Personal information
- Full name: Walter George Driver
- Born: 25 September 1922 Melbourne, Australia
- Died: 11 January 1994 (aged 71) Mooloolaba, Queensland, Australia
- Batting: Left-handed
- Bowling: Right-arm medium-pace

Domestic team information
- 1946–47: Victoria
- 1949–50: Western Australia

Career statistics
| Competition | First-class |
| Matches | 10 |
| Runs scored | 518 |
| Batting average | 37.00 |
| 100s/50s | 1/1 |
| Top score | 109 |
| Balls bowled | 96 |
| Wickets | 2 |
| Bowling average | 33.00 |
| 5 wickets in innings | 0 |
| 10 wickets in match | 0 |
| Best bowling | 2/17 |
| Catches/stumpings | 2/0 |
- Source: Cricinfo, 27 June 2016

= Walter Driver =

Australian cricketer (1922–1994)

Walter George "Wally" Driver (25 September 1922 – 11 January 1994) was an Australian cricketer.
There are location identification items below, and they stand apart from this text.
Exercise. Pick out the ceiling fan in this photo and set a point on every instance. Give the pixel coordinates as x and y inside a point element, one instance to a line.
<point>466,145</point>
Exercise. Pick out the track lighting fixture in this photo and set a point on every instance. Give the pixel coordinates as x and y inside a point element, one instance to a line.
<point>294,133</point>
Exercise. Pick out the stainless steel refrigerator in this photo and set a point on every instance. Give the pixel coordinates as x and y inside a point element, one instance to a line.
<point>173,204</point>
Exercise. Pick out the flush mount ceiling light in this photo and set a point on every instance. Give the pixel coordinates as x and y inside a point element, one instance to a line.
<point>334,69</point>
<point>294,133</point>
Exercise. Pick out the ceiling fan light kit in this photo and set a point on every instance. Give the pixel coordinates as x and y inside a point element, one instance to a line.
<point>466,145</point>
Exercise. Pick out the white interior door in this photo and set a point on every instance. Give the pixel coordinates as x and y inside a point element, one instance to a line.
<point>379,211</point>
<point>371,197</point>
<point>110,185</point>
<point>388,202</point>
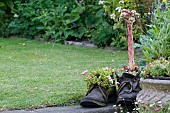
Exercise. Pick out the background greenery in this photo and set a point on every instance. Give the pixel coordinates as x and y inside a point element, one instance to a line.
<point>35,74</point>
<point>60,20</point>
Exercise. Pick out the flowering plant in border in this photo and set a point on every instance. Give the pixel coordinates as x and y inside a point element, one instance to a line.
<point>160,67</point>
<point>103,77</point>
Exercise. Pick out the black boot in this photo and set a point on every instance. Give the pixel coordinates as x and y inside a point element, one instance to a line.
<point>128,89</point>
<point>99,97</point>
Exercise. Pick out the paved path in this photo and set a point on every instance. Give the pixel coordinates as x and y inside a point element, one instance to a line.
<point>72,109</point>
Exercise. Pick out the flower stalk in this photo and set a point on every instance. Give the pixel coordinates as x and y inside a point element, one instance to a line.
<point>129,17</point>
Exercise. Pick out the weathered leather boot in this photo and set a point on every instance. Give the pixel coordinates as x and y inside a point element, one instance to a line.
<point>99,97</point>
<point>128,89</point>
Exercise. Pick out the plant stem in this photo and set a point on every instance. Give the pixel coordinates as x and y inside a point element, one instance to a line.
<point>130,46</point>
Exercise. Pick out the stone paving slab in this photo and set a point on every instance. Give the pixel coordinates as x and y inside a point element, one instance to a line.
<point>72,109</point>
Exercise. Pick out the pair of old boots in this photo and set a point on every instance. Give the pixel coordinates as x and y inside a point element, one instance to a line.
<point>128,88</point>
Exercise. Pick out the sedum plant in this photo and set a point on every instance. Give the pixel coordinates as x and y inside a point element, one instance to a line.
<point>103,77</point>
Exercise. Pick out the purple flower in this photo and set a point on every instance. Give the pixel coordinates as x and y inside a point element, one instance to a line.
<point>157,109</point>
<point>38,10</point>
<point>74,24</point>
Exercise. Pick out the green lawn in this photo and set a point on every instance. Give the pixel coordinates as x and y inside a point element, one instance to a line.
<point>37,74</point>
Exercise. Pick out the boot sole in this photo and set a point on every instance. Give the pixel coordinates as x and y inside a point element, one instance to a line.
<point>125,102</point>
<point>92,103</point>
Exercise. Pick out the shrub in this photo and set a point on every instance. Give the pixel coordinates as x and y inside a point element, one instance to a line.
<point>156,43</point>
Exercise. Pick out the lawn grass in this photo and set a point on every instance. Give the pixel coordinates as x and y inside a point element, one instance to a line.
<point>37,74</point>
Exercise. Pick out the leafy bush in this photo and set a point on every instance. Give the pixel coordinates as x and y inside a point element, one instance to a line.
<point>156,43</point>
<point>159,67</point>
<point>5,16</point>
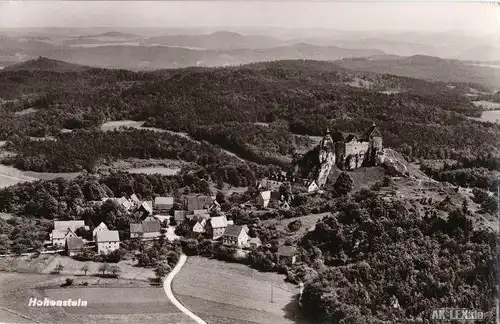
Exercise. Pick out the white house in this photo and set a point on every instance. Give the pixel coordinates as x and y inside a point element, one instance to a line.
<point>63,230</point>
<point>100,227</point>
<point>263,198</point>
<point>217,226</point>
<point>235,235</point>
<point>312,187</point>
<point>164,204</point>
<point>59,237</point>
<point>107,241</point>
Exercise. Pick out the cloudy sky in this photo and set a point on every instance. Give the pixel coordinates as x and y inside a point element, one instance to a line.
<point>348,15</point>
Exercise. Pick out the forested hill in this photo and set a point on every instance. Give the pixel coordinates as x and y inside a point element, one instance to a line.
<point>427,119</point>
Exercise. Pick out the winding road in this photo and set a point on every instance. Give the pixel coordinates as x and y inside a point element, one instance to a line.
<point>167,286</point>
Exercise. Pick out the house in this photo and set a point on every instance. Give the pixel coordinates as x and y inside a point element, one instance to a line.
<point>162,218</point>
<point>124,202</point>
<point>263,198</point>
<point>198,202</point>
<point>100,227</point>
<point>180,215</point>
<point>287,254</point>
<point>312,187</point>
<point>73,245</point>
<point>148,228</point>
<point>107,241</point>
<point>59,237</point>
<point>254,242</point>
<point>135,200</point>
<point>215,207</point>
<point>164,204</point>
<point>64,225</point>
<point>216,226</point>
<point>146,207</point>
<point>235,235</point>
<point>63,230</point>
<point>200,226</point>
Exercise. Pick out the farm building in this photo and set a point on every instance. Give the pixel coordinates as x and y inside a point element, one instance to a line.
<point>107,241</point>
<point>254,242</point>
<point>148,228</point>
<point>287,254</point>
<point>235,235</point>
<point>100,227</point>
<point>200,226</point>
<point>263,198</point>
<point>146,207</point>
<point>63,230</point>
<point>198,202</point>
<point>73,245</point>
<point>216,226</point>
<point>180,215</point>
<point>59,237</point>
<point>163,204</point>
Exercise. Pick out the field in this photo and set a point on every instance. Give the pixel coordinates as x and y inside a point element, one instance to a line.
<point>155,170</point>
<point>72,267</point>
<point>110,304</point>
<point>230,293</point>
<point>10,176</point>
<point>308,223</point>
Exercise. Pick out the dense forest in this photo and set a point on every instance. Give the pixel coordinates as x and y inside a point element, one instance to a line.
<point>377,262</point>
<point>308,96</point>
<point>85,150</point>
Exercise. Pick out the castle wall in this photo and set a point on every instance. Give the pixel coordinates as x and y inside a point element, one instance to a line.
<point>355,155</point>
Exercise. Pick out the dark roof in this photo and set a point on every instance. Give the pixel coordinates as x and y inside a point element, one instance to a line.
<point>136,228</point>
<point>198,202</point>
<point>180,215</point>
<point>149,226</point>
<point>287,250</point>
<point>74,243</point>
<point>372,131</point>
<point>233,230</point>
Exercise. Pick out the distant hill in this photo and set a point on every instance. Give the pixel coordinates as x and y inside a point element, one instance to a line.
<point>221,40</point>
<point>45,64</point>
<point>164,57</point>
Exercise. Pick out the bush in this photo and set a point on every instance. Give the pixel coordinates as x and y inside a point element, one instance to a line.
<point>295,225</point>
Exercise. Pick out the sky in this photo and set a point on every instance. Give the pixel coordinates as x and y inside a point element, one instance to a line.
<point>349,15</point>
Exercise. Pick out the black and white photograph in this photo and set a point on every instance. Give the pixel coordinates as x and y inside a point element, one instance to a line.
<point>249,162</point>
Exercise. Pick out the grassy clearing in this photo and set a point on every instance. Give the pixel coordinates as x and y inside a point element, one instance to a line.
<point>26,263</point>
<point>73,267</point>
<point>108,305</point>
<point>156,170</point>
<point>234,293</point>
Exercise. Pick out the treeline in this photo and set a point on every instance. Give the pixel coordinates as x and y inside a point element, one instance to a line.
<point>379,262</point>
<point>307,95</point>
<point>86,150</point>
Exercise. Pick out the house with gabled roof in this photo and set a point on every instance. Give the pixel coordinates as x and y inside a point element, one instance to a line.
<point>180,215</point>
<point>163,204</point>
<point>73,245</point>
<point>59,237</point>
<point>200,226</point>
<point>263,198</point>
<point>100,227</point>
<point>287,254</point>
<point>198,202</point>
<point>216,226</point>
<point>146,207</point>
<point>107,241</point>
<point>235,235</point>
<point>148,228</point>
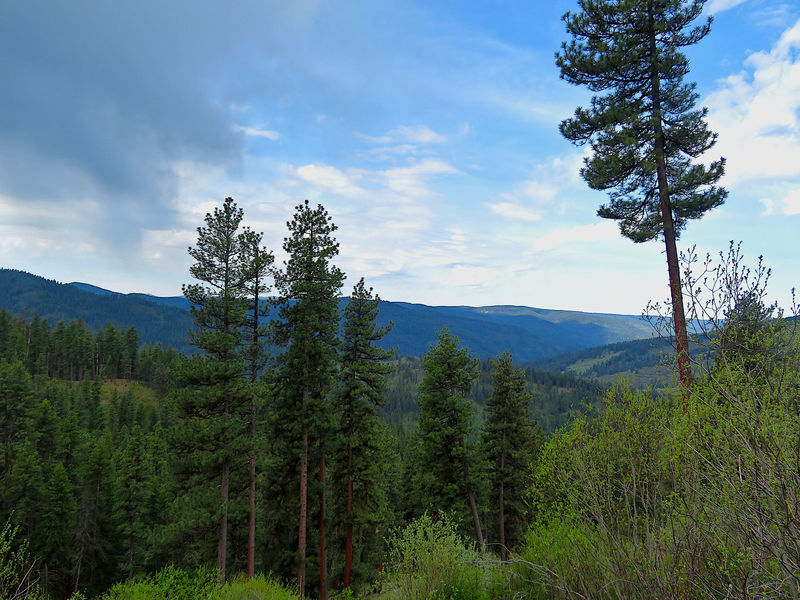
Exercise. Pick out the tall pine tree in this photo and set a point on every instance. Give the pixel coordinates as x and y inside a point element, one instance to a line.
<point>445,422</point>
<point>309,286</point>
<point>645,132</point>
<point>211,433</point>
<point>360,394</point>
<point>509,440</point>
<point>258,262</point>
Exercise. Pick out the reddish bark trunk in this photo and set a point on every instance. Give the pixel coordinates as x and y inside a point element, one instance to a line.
<point>678,315</point>
<point>323,563</point>
<point>471,497</point>
<point>251,524</point>
<point>503,549</point>
<point>348,554</point>
<point>301,541</point>
<point>222,546</point>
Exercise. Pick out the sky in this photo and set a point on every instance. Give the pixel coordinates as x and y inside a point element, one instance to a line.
<point>428,130</point>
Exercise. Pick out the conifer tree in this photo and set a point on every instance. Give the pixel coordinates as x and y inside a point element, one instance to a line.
<point>309,286</point>
<point>361,393</point>
<point>211,436</point>
<point>645,132</point>
<point>445,421</point>
<point>258,262</point>
<point>509,440</point>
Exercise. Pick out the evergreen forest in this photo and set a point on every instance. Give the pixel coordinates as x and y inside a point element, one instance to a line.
<point>286,451</point>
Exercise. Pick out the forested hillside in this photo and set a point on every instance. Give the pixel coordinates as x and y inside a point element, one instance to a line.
<point>528,333</point>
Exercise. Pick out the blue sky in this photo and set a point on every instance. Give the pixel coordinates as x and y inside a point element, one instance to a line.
<point>427,129</point>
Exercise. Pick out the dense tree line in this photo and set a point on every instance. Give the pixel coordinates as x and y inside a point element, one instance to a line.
<point>120,458</point>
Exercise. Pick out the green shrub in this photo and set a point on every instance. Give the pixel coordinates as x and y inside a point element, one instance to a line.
<point>259,588</point>
<point>429,560</point>
<point>168,584</point>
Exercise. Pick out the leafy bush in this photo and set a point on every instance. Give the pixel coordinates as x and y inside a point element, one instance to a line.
<point>259,588</point>
<point>176,584</point>
<point>15,567</point>
<point>429,560</point>
<point>168,584</point>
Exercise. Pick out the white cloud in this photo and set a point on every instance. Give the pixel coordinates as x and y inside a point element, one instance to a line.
<point>790,204</point>
<point>596,232</point>
<point>155,241</point>
<point>757,114</point>
<point>256,132</point>
<point>415,134</point>
<point>515,211</point>
<point>716,6</point>
<point>412,180</point>
<point>469,275</point>
<point>330,179</point>
<point>419,134</point>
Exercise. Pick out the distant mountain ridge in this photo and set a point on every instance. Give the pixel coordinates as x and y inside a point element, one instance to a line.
<point>528,333</point>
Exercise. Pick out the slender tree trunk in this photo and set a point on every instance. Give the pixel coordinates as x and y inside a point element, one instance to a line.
<point>222,547</point>
<point>348,553</point>
<point>323,562</point>
<point>471,497</point>
<point>251,524</point>
<point>503,549</point>
<point>301,542</point>
<point>678,315</point>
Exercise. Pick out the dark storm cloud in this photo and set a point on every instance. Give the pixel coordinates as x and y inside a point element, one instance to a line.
<point>110,90</point>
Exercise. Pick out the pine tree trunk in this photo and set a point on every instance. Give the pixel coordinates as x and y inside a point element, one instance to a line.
<point>503,549</point>
<point>348,555</point>
<point>301,542</point>
<point>678,316</point>
<point>323,563</point>
<point>471,497</point>
<point>251,524</point>
<point>222,547</point>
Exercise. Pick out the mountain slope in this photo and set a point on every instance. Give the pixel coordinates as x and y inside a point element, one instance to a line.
<point>529,333</point>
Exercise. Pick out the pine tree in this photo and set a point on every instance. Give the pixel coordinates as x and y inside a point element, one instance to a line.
<point>445,422</point>
<point>361,392</point>
<point>258,261</point>
<point>309,285</point>
<point>645,132</point>
<point>211,407</point>
<point>509,440</point>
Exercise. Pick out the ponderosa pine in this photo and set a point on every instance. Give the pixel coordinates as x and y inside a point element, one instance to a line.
<point>445,422</point>
<point>309,286</point>
<point>211,430</point>
<point>509,441</point>
<point>361,393</point>
<point>258,262</point>
<point>645,132</point>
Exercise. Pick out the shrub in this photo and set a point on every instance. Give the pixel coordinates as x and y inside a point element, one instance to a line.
<point>429,560</point>
<point>258,588</point>
<point>168,584</point>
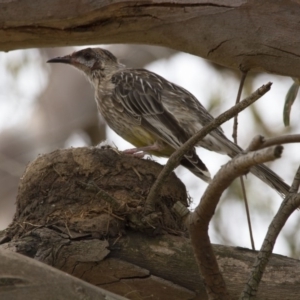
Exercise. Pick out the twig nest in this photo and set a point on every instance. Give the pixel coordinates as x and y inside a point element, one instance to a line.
<point>97,192</point>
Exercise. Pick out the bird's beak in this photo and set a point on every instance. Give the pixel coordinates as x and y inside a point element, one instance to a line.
<point>64,59</point>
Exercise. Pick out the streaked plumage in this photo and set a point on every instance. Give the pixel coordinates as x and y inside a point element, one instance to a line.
<point>154,114</point>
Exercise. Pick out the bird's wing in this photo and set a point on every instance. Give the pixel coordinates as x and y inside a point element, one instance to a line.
<point>138,93</point>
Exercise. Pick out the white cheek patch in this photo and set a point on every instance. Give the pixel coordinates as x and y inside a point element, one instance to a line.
<point>87,63</point>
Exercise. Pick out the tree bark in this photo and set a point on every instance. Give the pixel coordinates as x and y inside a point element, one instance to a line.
<point>79,210</point>
<point>252,35</point>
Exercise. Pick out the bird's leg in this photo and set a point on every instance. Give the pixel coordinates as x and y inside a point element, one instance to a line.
<point>143,150</point>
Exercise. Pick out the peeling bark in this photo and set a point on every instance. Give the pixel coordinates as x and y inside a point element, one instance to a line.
<point>80,230</point>
<point>252,35</point>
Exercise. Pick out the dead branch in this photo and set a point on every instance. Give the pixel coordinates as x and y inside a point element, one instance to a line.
<point>198,221</point>
<point>252,35</point>
<point>176,157</point>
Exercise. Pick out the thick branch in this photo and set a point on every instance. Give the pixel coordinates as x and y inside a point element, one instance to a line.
<point>254,35</point>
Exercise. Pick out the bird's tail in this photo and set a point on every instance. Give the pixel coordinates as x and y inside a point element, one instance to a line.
<point>197,169</point>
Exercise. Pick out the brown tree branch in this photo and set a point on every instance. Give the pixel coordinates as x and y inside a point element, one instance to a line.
<point>22,278</point>
<point>198,221</point>
<point>280,140</point>
<point>288,206</point>
<point>176,157</point>
<point>258,35</point>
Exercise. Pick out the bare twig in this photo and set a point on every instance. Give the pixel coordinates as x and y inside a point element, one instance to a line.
<point>288,206</point>
<point>296,182</point>
<point>238,98</point>
<point>280,140</point>
<point>234,135</point>
<point>176,157</point>
<point>198,221</point>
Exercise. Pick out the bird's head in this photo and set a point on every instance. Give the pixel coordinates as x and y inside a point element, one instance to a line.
<point>94,62</point>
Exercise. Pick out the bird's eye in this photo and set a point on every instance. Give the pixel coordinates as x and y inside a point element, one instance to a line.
<point>87,56</point>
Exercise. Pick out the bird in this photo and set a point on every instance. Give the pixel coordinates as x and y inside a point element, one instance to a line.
<point>154,114</point>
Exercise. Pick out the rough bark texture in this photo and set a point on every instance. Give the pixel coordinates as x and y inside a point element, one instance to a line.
<point>253,34</point>
<point>79,211</point>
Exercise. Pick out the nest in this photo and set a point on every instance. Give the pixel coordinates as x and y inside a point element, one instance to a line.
<point>95,192</point>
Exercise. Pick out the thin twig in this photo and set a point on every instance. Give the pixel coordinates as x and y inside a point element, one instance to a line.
<point>296,182</point>
<point>198,221</point>
<point>176,157</point>
<point>280,140</point>
<point>238,98</point>
<point>234,135</point>
<point>288,206</point>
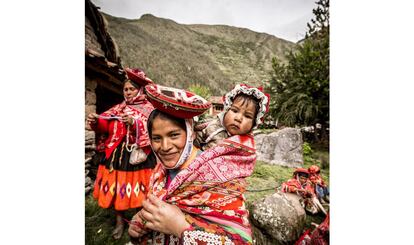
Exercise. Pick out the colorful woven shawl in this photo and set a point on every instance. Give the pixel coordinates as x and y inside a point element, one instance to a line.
<point>209,189</point>
<point>139,108</point>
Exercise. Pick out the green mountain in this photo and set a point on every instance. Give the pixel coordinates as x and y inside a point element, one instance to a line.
<point>179,55</point>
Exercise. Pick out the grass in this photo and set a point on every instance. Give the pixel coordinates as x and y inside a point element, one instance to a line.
<point>266,178</point>
<point>100,222</point>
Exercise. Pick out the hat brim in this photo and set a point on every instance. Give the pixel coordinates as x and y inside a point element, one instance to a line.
<point>138,76</point>
<point>163,99</point>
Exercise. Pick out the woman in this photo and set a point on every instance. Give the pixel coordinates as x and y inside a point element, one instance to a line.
<point>119,183</point>
<point>194,196</point>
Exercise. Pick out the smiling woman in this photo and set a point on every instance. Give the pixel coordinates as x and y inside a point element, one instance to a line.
<point>194,196</point>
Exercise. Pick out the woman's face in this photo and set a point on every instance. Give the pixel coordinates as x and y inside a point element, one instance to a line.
<point>240,117</point>
<point>129,91</point>
<point>167,140</point>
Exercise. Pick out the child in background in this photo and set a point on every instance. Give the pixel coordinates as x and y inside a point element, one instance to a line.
<point>244,110</point>
<point>320,187</point>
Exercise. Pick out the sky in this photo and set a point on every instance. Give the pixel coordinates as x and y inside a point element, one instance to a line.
<point>285,19</point>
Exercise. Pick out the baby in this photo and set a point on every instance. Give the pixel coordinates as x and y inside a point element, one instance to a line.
<point>244,110</point>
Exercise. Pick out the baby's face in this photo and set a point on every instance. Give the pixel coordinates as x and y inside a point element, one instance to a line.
<point>240,117</point>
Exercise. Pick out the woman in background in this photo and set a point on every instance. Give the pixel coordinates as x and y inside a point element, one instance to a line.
<point>120,184</point>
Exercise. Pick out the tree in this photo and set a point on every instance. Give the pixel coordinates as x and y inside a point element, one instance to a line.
<point>300,88</point>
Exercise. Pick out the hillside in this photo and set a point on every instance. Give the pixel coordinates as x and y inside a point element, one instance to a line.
<point>179,55</point>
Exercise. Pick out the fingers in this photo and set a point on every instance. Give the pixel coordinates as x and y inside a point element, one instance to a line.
<point>150,206</point>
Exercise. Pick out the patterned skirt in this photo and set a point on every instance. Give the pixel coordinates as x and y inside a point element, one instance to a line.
<point>120,184</point>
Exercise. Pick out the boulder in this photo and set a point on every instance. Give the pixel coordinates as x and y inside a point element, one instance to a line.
<point>283,147</point>
<point>278,219</point>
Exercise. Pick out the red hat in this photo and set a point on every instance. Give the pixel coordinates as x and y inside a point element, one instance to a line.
<point>301,170</point>
<point>176,102</point>
<point>138,76</point>
<point>314,169</point>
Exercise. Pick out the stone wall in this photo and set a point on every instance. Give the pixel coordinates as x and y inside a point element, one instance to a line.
<point>283,147</point>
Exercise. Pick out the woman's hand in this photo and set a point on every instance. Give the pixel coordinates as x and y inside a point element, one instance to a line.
<point>127,119</point>
<point>136,228</point>
<point>92,118</point>
<point>163,217</point>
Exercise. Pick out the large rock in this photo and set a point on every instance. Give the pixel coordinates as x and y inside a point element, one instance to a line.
<point>283,147</point>
<point>278,219</point>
He played two first-class cricket matches for Victoria in 1946–47 and four matches for Western Australia in the 1949–50 season. Driver toured New Zealand with the Australian team in February and March 1950, but in May 1950 he returned to Melbourne because he believed the prospects of finding suitable employment were brighter in Melbourne than Perth. He did not play first-class cricket again.